Un défi que vous seriez prête à prendre à bras le corps
Ce serait d’aller chercher ceux qui ne participent pas. Le défi est de réussir à faire participer ceux qui ne s’expriment pas et plus spécifiquement ceux qui n’ont forcément la possibilité de le faire par le vote. C’est une réflexion d’ordre plus philosophique, mais, sur des questions locales cantonales, ce n’est pas normal que les étrangers n’aient pas le droit de vote à Genève. Quand on parle des questions urbanistiques, ils se disent peut-être que ce n’est pas pour eux, je m’interroge. Je suis persuadée que les projets qui sortiraient seraient différents, parce que c’est cette population-là, plus modeste, qui a besoin de logements plus grands, d’espaces de vie, qui a besoin d’autre chose que ceux qui viennent s’exprimer dans nos concertations. Si on entendait leur parole, les projets en seraient changés. C’est une vision très personnelle.
Si on entendait leur parole, les projets en seraient changés.
Une critique, un doute, un regret ?
Le point sur lequel je suis le plus critique, c’est que souvent en concertation les gens viennent pour un intérêt particulier. Comment réussir à dépasser l’intérêt particulier pour aller vers l’intérêt général ? Je pense que dans nos techniques d’animation, dans nos manières de concerter, il faut être vraiment attentifs à ça.

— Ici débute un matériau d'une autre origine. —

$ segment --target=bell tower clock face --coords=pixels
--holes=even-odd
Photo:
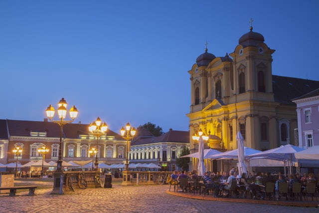
[[[263,54],[264,53],[264,49],[263,47],[258,48],[258,52],[260,54]]]
[[[238,51],[238,53],[239,53],[239,55],[243,55],[243,54],[244,54],[244,50],[243,49],[240,49]]]

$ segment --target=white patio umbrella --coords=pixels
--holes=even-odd
[[[205,165],[204,164],[204,140],[200,136],[198,140],[198,175],[203,176],[205,172]]]
[[[252,155],[253,154],[258,153],[261,152],[259,150],[256,150],[254,149],[250,148],[247,147],[244,147],[244,150],[245,151],[245,158],[247,159],[248,156]],[[214,159],[237,159],[238,158],[238,149],[236,149],[233,150],[230,150],[227,152],[221,152],[219,154],[213,155],[209,156],[210,158]]]
[[[220,153],[220,152],[214,150],[213,149],[205,149],[204,150],[204,159],[207,159],[209,158],[209,156],[215,155],[216,154]],[[184,155],[183,156],[180,156],[180,158],[199,158],[199,152],[195,152],[194,153],[190,154],[189,155]]]
[[[38,161],[36,162],[34,162],[34,163],[31,165],[31,167],[42,167],[42,161]],[[50,167],[51,165],[46,162],[45,161],[43,161],[43,166],[44,167]]]
[[[243,173],[247,172],[247,168],[245,164],[245,148],[244,148],[244,139],[240,132],[237,133],[236,137],[238,148],[238,173],[241,176]]]
[[[153,163],[151,163],[150,164],[149,164],[149,168],[150,169],[160,169],[161,167],[158,166]]]
[[[72,166],[70,166],[70,167],[72,167],[76,168],[76,167],[81,167],[80,165],[78,165],[78,164],[76,164],[76,163],[74,163],[72,161],[70,161],[68,163],[69,164],[72,165]]]
[[[16,167],[17,167],[18,168],[22,168],[24,167],[20,164],[19,163],[18,163],[17,167],[16,166],[16,163],[10,163],[9,164],[6,164],[5,166],[5,167],[8,168],[15,168]]]
[[[314,146],[295,153],[296,159],[319,160],[319,146]]]
[[[53,167],[56,167],[57,166],[57,163],[55,163],[54,165],[51,165]],[[69,164],[68,162],[62,161],[62,167],[70,167],[72,166],[72,164]]]
[[[129,164],[129,168],[130,169],[136,169],[136,164]]]
[[[101,169],[111,169],[111,166],[108,165],[104,163],[100,163],[98,167]]]
[[[54,164],[56,164],[56,162],[55,162],[54,161],[50,161],[49,163],[48,163],[48,164],[50,164],[51,165],[51,166],[53,167],[53,166],[54,166]]]
[[[31,165],[33,164],[34,163],[35,163],[35,161],[31,161],[25,164],[23,164],[23,167],[30,167]]]
[[[263,157],[268,159],[277,160],[288,163],[289,166],[289,174],[292,172],[293,161],[296,160],[295,153],[304,150],[305,149],[293,146],[291,144],[282,145],[279,147],[267,150],[259,153],[250,155],[247,158]],[[286,164],[285,164],[286,165]],[[286,175],[286,169],[285,170]]]
[[[88,160],[87,161],[71,161],[69,162],[69,163],[73,164],[73,163],[76,164],[79,166],[84,166],[88,164],[91,163],[92,164],[92,160]],[[70,163],[72,162],[72,163]]]

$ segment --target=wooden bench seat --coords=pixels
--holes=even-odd
[[[36,186],[20,186],[17,187],[0,187],[0,190],[10,190],[9,196],[12,197],[15,196],[16,190],[24,190],[28,189],[29,194],[28,195],[32,196],[34,195],[34,191],[37,187]]]

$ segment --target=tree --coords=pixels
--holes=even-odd
[[[159,126],[157,127],[155,124],[153,124],[151,122],[148,122],[143,126],[140,125],[139,128],[146,129],[155,137],[160,136],[163,134],[163,130],[161,127]]]
[[[179,157],[184,156],[190,154],[189,149],[183,146],[180,150]],[[188,163],[189,163],[189,158],[178,158],[176,159],[176,165],[183,170],[188,171]]]

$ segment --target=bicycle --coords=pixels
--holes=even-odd
[[[95,188],[97,188],[98,187],[102,188],[102,181],[100,179],[100,176],[98,175],[96,175],[94,176],[94,182],[95,182]]]
[[[70,190],[72,190],[73,192],[75,192],[74,190],[74,188],[73,188],[73,183],[72,181],[72,175],[68,175],[67,176],[67,180],[68,180],[68,187]]]
[[[88,187],[88,183],[83,178],[83,174],[79,174],[79,180],[78,181],[78,186],[80,189],[85,190]]]
[[[159,175],[156,177],[155,179],[155,182],[157,184],[160,184],[162,185],[163,184],[166,183],[166,176],[163,175]]]

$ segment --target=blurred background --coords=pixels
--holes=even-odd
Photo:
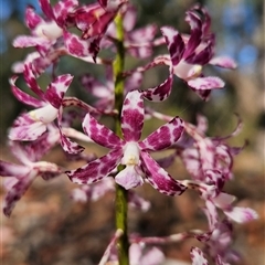
[[[93,1],[80,0],[80,2]],[[212,18],[212,30],[216,32],[215,53],[229,55],[237,62],[239,67],[235,71],[215,67],[205,70],[206,74],[218,75],[226,84],[225,89],[213,92],[208,103],[202,102],[176,78],[172,95],[159,108],[167,114],[176,115],[177,113],[190,121],[194,121],[197,113],[205,115],[209,118],[210,136],[230,134],[236,125],[236,117],[233,114],[240,114],[244,127],[231,144],[240,146],[247,139],[250,145],[236,158],[235,179],[226,189],[239,198],[242,205],[254,208],[261,219],[251,224],[235,225],[235,248],[243,254],[243,264],[265,264],[263,254],[263,247],[265,247],[264,1],[135,0],[131,2],[138,9],[137,28],[156,23],[158,26],[172,25],[186,33],[189,32],[189,25],[184,22],[184,12],[197,2],[204,4]],[[12,40],[17,35],[29,34],[29,30],[24,26],[26,4],[35,7],[41,12],[38,0],[0,0],[0,144],[3,160],[12,159],[7,149],[7,130],[18,114],[25,109],[11,94],[8,80],[12,76],[13,63],[22,61],[31,51],[12,47]],[[157,54],[163,52],[167,52],[165,47],[155,50]],[[61,65],[61,71],[78,76],[87,71],[80,64],[77,60],[72,60]],[[141,62],[132,57],[127,60],[128,68],[140,64]],[[89,71],[98,76],[102,74],[93,66],[89,66]],[[167,68],[163,67],[149,71],[145,75],[142,87],[159,84],[166,75]],[[75,93],[82,96],[83,92],[77,80],[75,78],[73,83]],[[24,84],[21,83],[20,87],[23,86]],[[150,124],[148,130],[152,130],[152,126],[158,127]],[[63,159],[62,153],[57,155],[56,150],[51,157],[59,162]],[[177,166],[178,171],[186,174],[181,165]],[[171,167],[170,170],[176,171],[177,166]],[[13,216],[10,220],[1,216],[0,255],[3,264],[96,264],[114,227],[113,213],[107,213],[113,205],[113,197],[107,194],[99,202],[74,204],[68,198],[70,190],[73,188],[73,184],[72,188],[70,186],[66,179],[54,180],[51,184],[38,180],[26,192],[25,198],[19,202]],[[183,229],[197,229],[198,224],[203,226],[205,222],[198,211],[198,205],[193,203],[193,194],[171,200],[157,194],[149,188],[140,188],[139,193],[151,201],[153,209],[145,214],[131,213],[132,231],[144,232],[145,235],[167,235]],[[3,193],[1,193],[2,197]],[[68,208],[70,204],[71,208]],[[159,214],[156,214],[158,211]],[[161,220],[157,215],[165,219]],[[169,257],[189,261],[189,247],[192,243],[173,245],[165,251]],[[253,255],[256,258],[255,262],[250,258]]]

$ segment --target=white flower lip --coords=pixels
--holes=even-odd
[[[127,142],[124,147],[124,157],[121,159],[123,165],[135,165],[137,166],[139,163],[139,146],[137,142]]]

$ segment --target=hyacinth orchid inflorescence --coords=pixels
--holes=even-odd
[[[38,176],[44,180],[68,176],[71,181],[81,184],[71,193],[73,201],[95,201],[106,192],[116,193],[116,233],[100,265],[107,262],[158,265],[165,255],[155,244],[173,244],[189,237],[203,244],[202,248],[194,246],[190,251],[193,265],[209,264],[209,261],[225,265],[237,261],[240,256],[231,250],[233,222],[245,223],[257,218],[252,209],[234,206],[235,198],[224,190],[233,178],[234,156],[244,147],[231,147],[226,139],[240,132],[241,120],[230,136],[209,137],[206,117],[198,115],[198,124],[193,125],[178,116],[158,113],[146,104],[170,97],[174,75],[202,99],[210,98],[211,89],[224,87],[220,77],[204,76],[202,72],[206,64],[236,66],[229,57],[215,56],[215,36],[206,9],[197,4],[187,11],[189,35],[166,25],[160,29],[162,35],[157,38],[159,31],[155,24],[134,29],[137,11],[128,0],[98,0],[84,6],[77,0],[61,0],[54,6],[49,0],[39,2],[43,17],[28,7],[25,23],[31,34],[20,35],[13,42],[15,47],[35,49],[13,65],[17,75],[10,78],[13,95],[33,109],[22,113],[9,130],[10,148],[21,165],[0,160],[0,174],[7,190],[4,214],[11,214]],[[169,54],[150,59],[158,45],[165,45]],[[106,59],[100,50],[109,50],[115,55]],[[125,71],[127,53],[139,60],[149,59],[149,63]],[[94,77],[87,67],[87,72],[76,78],[87,97],[66,96],[68,91],[74,93],[74,76],[56,74],[63,55],[99,64],[106,71],[105,83]],[[167,78],[155,87],[142,88],[144,72],[160,64],[169,66]],[[53,71],[47,71],[49,67]],[[17,86],[20,74],[31,91],[29,94]],[[38,80],[42,74],[51,75],[50,84],[44,87]],[[97,98],[93,106],[86,102],[89,97]],[[99,121],[102,117],[114,120],[114,130]],[[146,118],[158,118],[166,124],[141,139]],[[80,123],[77,127],[76,123]],[[83,127],[83,131],[76,129],[78,127]],[[85,142],[97,144],[109,151],[97,158],[84,152]],[[57,145],[66,153],[67,168],[40,160]],[[162,150],[171,153],[156,160],[152,153]],[[187,168],[189,179],[180,180],[167,172],[166,168],[177,157]],[[73,160],[83,166],[73,169]],[[145,183],[172,197],[188,189],[198,191],[204,202],[202,210],[209,229],[163,237],[128,234],[127,205],[142,211],[150,208],[135,191]],[[220,211],[225,218],[221,218]]]

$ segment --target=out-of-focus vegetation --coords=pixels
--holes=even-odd
[[[55,2],[55,1],[51,1]],[[84,3],[93,1],[81,1]],[[195,114],[202,113],[209,117],[210,131],[214,135],[229,134],[235,125],[233,113],[239,113],[245,124],[239,141],[248,138],[256,146],[258,134],[264,134],[264,43],[263,43],[263,3],[262,1],[225,0],[225,1],[151,1],[134,0],[132,3],[139,11],[137,26],[156,23],[158,26],[172,25],[180,32],[189,30],[184,22],[184,12],[195,2],[204,4],[212,15],[212,29],[216,32],[216,54],[230,55],[239,62],[236,71],[221,71],[209,68],[208,74],[219,75],[226,82],[225,89],[212,93],[210,102],[201,102],[180,81],[176,78],[173,93],[161,108],[168,113],[178,109],[179,115],[194,121]],[[22,61],[30,49],[12,47],[12,40],[19,34],[26,34],[29,30],[24,26],[23,15],[26,4],[38,9],[38,0],[0,0],[0,31],[1,52],[1,142],[7,139],[7,129],[11,126],[17,115],[25,109],[11,94],[8,80],[12,76],[11,67],[17,61]],[[161,54],[166,47],[156,50]],[[68,59],[67,59],[68,60]],[[102,73],[98,66],[87,65],[77,60],[64,60],[63,72],[76,76],[73,86],[77,96],[84,96],[80,87],[78,78],[84,72],[96,75]],[[67,61],[67,63],[65,63]],[[127,60],[128,67],[141,64],[135,59]],[[157,67],[146,73],[144,87],[158,84],[167,75],[167,67]],[[161,78],[161,80],[160,80]],[[19,86],[24,84],[20,81]],[[73,89],[71,89],[73,91]],[[89,100],[89,98],[87,98]],[[171,104],[168,104],[168,103]],[[170,106],[170,107],[169,107]],[[174,113],[173,112],[173,113]],[[264,135],[262,135],[262,138]],[[259,142],[259,144],[258,144]]]

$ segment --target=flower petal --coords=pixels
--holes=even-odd
[[[208,259],[204,257],[203,252],[199,247],[192,247],[190,255],[192,265],[208,265]]]
[[[126,190],[136,188],[144,183],[141,176],[135,170],[135,166],[127,166],[115,177],[116,183],[124,187]]]
[[[179,183],[170,174],[159,167],[148,152],[141,152],[142,171],[148,182],[159,192],[167,195],[180,195],[186,191],[186,186]]]
[[[98,38],[81,40],[77,35],[66,31],[64,32],[64,44],[68,53],[77,57],[92,55],[95,59],[99,51]]]
[[[258,218],[258,214],[250,208],[232,208],[230,211],[224,211],[225,215],[237,223],[246,223]]]
[[[57,76],[47,87],[45,93],[45,99],[55,108],[60,108],[64,94],[66,93],[71,82],[72,75],[65,74]]]
[[[161,126],[145,140],[139,142],[142,150],[158,151],[172,146],[182,135],[183,121],[179,117],[173,118],[168,124]]]
[[[82,125],[85,134],[100,146],[114,149],[124,145],[118,136],[106,126],[99,124],[89,114],[85,116]]]
[[[113,150],[82,168],[66,171],[65,173],[70,177],[71,181],[75,183],[91,184],[107,177],[119,163],[121,155],[121,149]]]
[[[34,66],[31,62],[24,64],[23,71],[24,80],[29,87],[41,98],[44,99],[44,92],[36,83],[36,77],[34,75]]]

Aujourd’hui, la société est beaucoup plus cloisonnée, je pense à l’effets des réseaux sociaux qui invitent à rester dans nos bulles et j’ai l’impression que l’entre soi est en train de prendre des proportions très importantes. Maintenant, sur un sujet de débat public, soit on est pour, soit on est contre, quelque soient les groupes. On n’arrive plus trop à entendre les arguments des autres. Et quand on va concerter, discuter, débattre avec quelqu’un qui n’est pas de notre sphère, c’est de moins en moins facile, parce qu’on est persuadés d’avoir raison et que l’autre a tort. La rencontre est de moins en moins évidente.Comment réussir à dépasser l’intérêt particulier pour aller vers l’intérêt général ? (…) Dans nos techniques d’animation, dans nos manières de concerter, il faut être vraiment attentifs à ça.
Et du coup le 3DD, c'est l'occasion rêvée de... ?
…de discuter de tous ces sujets-là, au fond. Le 3DD est un espace qui permet de faire rencontrer différents horizons, de discuter des enjeux de fond qui sous-tendent la concertation.
Un mot pour les acteurs et les actrices du réseau ?
Continuez, ne lâchez pas.
Magali Brogi est cheffe de projet à l’office de l’urbanisme, administration cantonale genevoise. Après une formation initiale en sociologie et en économie, elle a étudié la géographie, l’aménagement du territoire et l'urbanisme avant d’exercer en tant qu’urbaniste en France voisine et maintenant à Genève.